Oak Grove is a historic plantation house located near Eastville, Northampton County, Virginia. The original section of the manor house was built about 1750, and is a 1+1⁄2-story, gambrel-roofed colonial-period structure. It has a two-story Federal style wing added about 1811, and a two-story Greek Revival style wing added about 1840. The house was remodeled and enlarged in the 1940s. Also on the property are the contributing five early outbuildings, three 20th century farm buildings, and a well tended formal garden designed by the Richmond landscape architect Charles Gillette.
Selma is a historic plantation house located at Eastville, Northampton County, Virginia. The original section of the manor house was built about 1785, and was a two-story, three-bay with a side-passage and single pile plan topped with a gambrel roof. The house was later modified and expanded and is in the form of a "big house, little house, colonnade, kitchen." Also on the property are the contributing attached kitchen, two cemeteries, a shed, the brick foundation floor of a former kitchen, and a boxwood garden.
Caserta was a historic plantation house located near Eastville, Northampton County, Virginia. The oldest section was dated to about 1736. The house consisted of a two-story, three-bay main block with gable roof, and brick end with interior end chimney. It had a 1+1⁄2-story end wing and hyphen, the end wing having a large exterior end chimney and a steeper gable roof than the hyphen. The main section was built by U.S. Navy Commander George P. Upshur (1799-1852), brother of Judge Abel Parker Upshur of Vaucluse. He owned the property from 1836 to 1847. It was destroyed by fire in 1975.
Inverness is a historic plantation house and national historic district located near Burkeville, Nottoway County, Virginia. In its present form the house is a five-bay, two story, gable-roofed, "L"-shaped frame-and-weatherboard I-house set above a high basement, with exterior end chimneys. The original section of the house was built about 1800, and raised to two stories in the early-19th century. A large, two-story, two-room wing was added about 1845, forming the "L"-shape. Around 1895 a crude, two-story kitchen wing, was attached to the 1845 wing, and side porches were added. A Classical Revival monumental portico with four Doric order columns and a small second-floor balcony, was installed across the three center bays of the front facade about 1907. Also on the property are a contributing 20th century frame and cement-block dairy barn, and a 20th-century frame milk shed.

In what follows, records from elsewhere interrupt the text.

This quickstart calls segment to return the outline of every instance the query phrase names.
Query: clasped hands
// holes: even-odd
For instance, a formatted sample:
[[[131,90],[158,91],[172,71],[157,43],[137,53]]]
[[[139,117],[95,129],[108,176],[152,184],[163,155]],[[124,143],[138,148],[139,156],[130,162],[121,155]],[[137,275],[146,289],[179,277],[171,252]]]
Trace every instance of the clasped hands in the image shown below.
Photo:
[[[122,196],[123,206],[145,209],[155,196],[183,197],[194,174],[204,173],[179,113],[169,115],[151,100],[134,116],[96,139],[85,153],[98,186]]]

French's Tavern, also known as Swan's Creek Plantation, Indian Camp, Harris's Store, and The Coleman Place, is a historic house and tavern located near Ballsville, Powhatan County, Virginia. The two-story, frame building complex is in five distinct sections, with the earliest dated to about 1730. The sections consist of the main block, the wing, the annex, the hyphen and galleries. It was built as the manor home for a large plantation, and operated as an ordinary in the first half of the 19th century.
Sunnyside is a historic plantation house and complex located near Newsoms, Southampton County, Virginia. The house was built in three stages dating to about 1815, 1847, and 1870. It is a two-story, "T"-shaped frame dwelling. The main section was built in 1870, and has Greek Revival and Italianate design elements. The front facade features an imposing, two-story, pedimented portico sheltering the main entrance. Also on the property are 13 contributing outbuildings: a schoolhouse, school master's house, dairy, milk house, tenant's house, privy, pump house, sheds, peanut barn, a tall smokehouse, kitchen-laundry, and a garage.
Glenview, also known as Chambliss House, is a historic home located near Stony Creek, Sussex County, Virginia. The original section of the house was built about 1800, and subsequently enlarged and modified in the 1820s.
Herbert House is a historic plantation home located at Hampton, Virginia. It was built in 1753 on the point of land where the Hampton River meets Sunset Creek near Hampton Roads, and is a two-story, "U"-shaped, brick and frame Georgian style dwelling. It has a two-level front porch with the second story enclosed.